Let’s test this effect:
md.render('foo\u0000bar'), '<p>foo\uFFFDbar</p>\n'
Copy the code
The effect is as follows, and you’ll notice that the invisible null character is displayed by replacing it with a replacement character:
2. block
The rule of blocks is to identify blocks and make tokens. What are blocks? What is inline? We can also find the answer in the Blocks and Inlines section of the CommonMark Spec:
We can think of a document as a sequence of blocks — structural elements like quotations headings, rules, and code blocks. Some blocks (like block quotes and list items) contain other blocks; Keywords heading and distribution contain text, links, images, code spans, and so on.
Translation:
We think of a document as a set of blocks, structured elements like paragraphs, quotes, lists, headings, code blocks, and so on. Some blocks (like quotes and lists) can contain other blocks, and others (like headings and paragraphs) can contain inline content such as text, links, emphasis text, images, code snippets, and so on.
Of course inmarkdown-it
, which ones are identified as blocks, you can checkparser_block.js, there are also some rules for recognizing and parsing:
Let me pick out a few of the more unusual ones:
The code rule is used to identify Indented code Blocks (4 Spaces Padded) in markdown:
The fence rule is used to identify Fenced code blocks, in markdown:
Hr rules are used to identify newlines, in markdown:
Reference rules are used to identify reference links, in Markdown:
Html_block is used to identify HTML block element tags in markdown, such as div.
Heading lheading is used to identify Setext headings, in markdown:
3. inline
Inline rules are used to parse the tokens in markdown and create tokens that contain inline.

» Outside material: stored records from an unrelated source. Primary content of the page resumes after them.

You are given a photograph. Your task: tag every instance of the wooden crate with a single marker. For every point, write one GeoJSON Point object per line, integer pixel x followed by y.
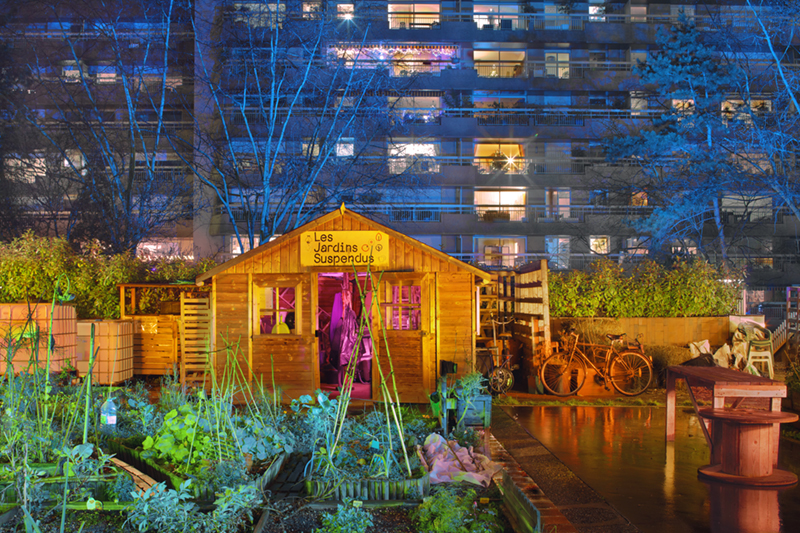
{"type": "Point", "coordinates": [155, 344]}
{"type": "Point", "coordinates": [113, 345]}
{"type": "Point", "coordinates": [25, 332]}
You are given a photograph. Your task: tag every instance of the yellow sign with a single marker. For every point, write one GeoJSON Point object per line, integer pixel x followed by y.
{"type": "Point", "coordinates": [344, 248]}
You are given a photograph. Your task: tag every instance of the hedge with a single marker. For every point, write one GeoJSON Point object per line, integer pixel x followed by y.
{"type": "Point", "coordinates": [649, 289]}
{"type": "Point", "coordinates": [32, 267]}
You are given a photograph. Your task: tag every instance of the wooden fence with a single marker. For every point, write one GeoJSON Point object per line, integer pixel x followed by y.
{"type": "Point", "coordinates": [658, 331]}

Let me pick out a few of the more unusual ones:
The newline rule is used to identify \n, replacing \n with a token of type hardbreak
The backticks rule is used to identify backticks:
Entity rules are used to handle HTML entities, such as { “¯ “” Such as:
4. linkify
Automatic link recognition
5. replacements
Replace (c) ‘ ‘(c) with © and???????? Replace??? Will!!!!!!!!!!! Replace!!!!!! And so on:
6. smartquotes
For printing purposes, the straight quotes are treated:
Render
The Render process is actually quite simple. If you look at renderer.js, you can see that there are some default rendering rules built in:
default_rules.code_inline
default_rules.code_block
default_rules.fence
default_rules.image
default_rules.hardbreak
default_rules.softbreak
default_rules.text
default_rules.html_block
default_rules.html_inline
Copy the code
The code_inline rule is as follows:
default_rules.code_inline = function (tokens, idx, options, env, slf) {
var token = tokens[idx];
return '<code' + slf.renderAttrs(token) + '>' +
escapeHtml(tokens[idx].content) +
'</code>';
};
Copy the code
Custom Rules
Markdown-it provides a way to customize both the Rules in the Render process and the Parse process. This is also the key to writing markdown-it plug-ins. We’ll talk about that later.
series
Blog Building is the only practical tutorial series I’ve written so far, explaining how to use VuePress to build a blog and deploy it on GitHub, Gitee, personal servers, etc.
- Build a blog with VuePress + GitHub Pages
- This article will teach you how to synchronize GitHub and Gitee code
- Can’t use GitHub Actions yet? Look at this article
- How does Gitee automatically deploy Pages? GitHub Actions again!
- A Linux command with an adequate front end
- A simple enough Nginx Location configuration explained
- A detailed tutorial from buying a server to deploying blog code
- A domain name from the purchase to record to resolve the detailed tutorial
- VuePress’s last updated date is set
- VuePress blog optimized to add statistics features
- VuePress blog optimized for HTTPS enabled
- VuePress blog optimization to enable Gzip compression
- Implement a VuePress plug-in from scratch
Wechat: “MQyqingfeng”, add me Into Hu Yu’s only readership group.
If there is any mistake or not precise place, please be sure to give correction, thank you very much. If you like or are inspired by it, welcome star and encourage the author.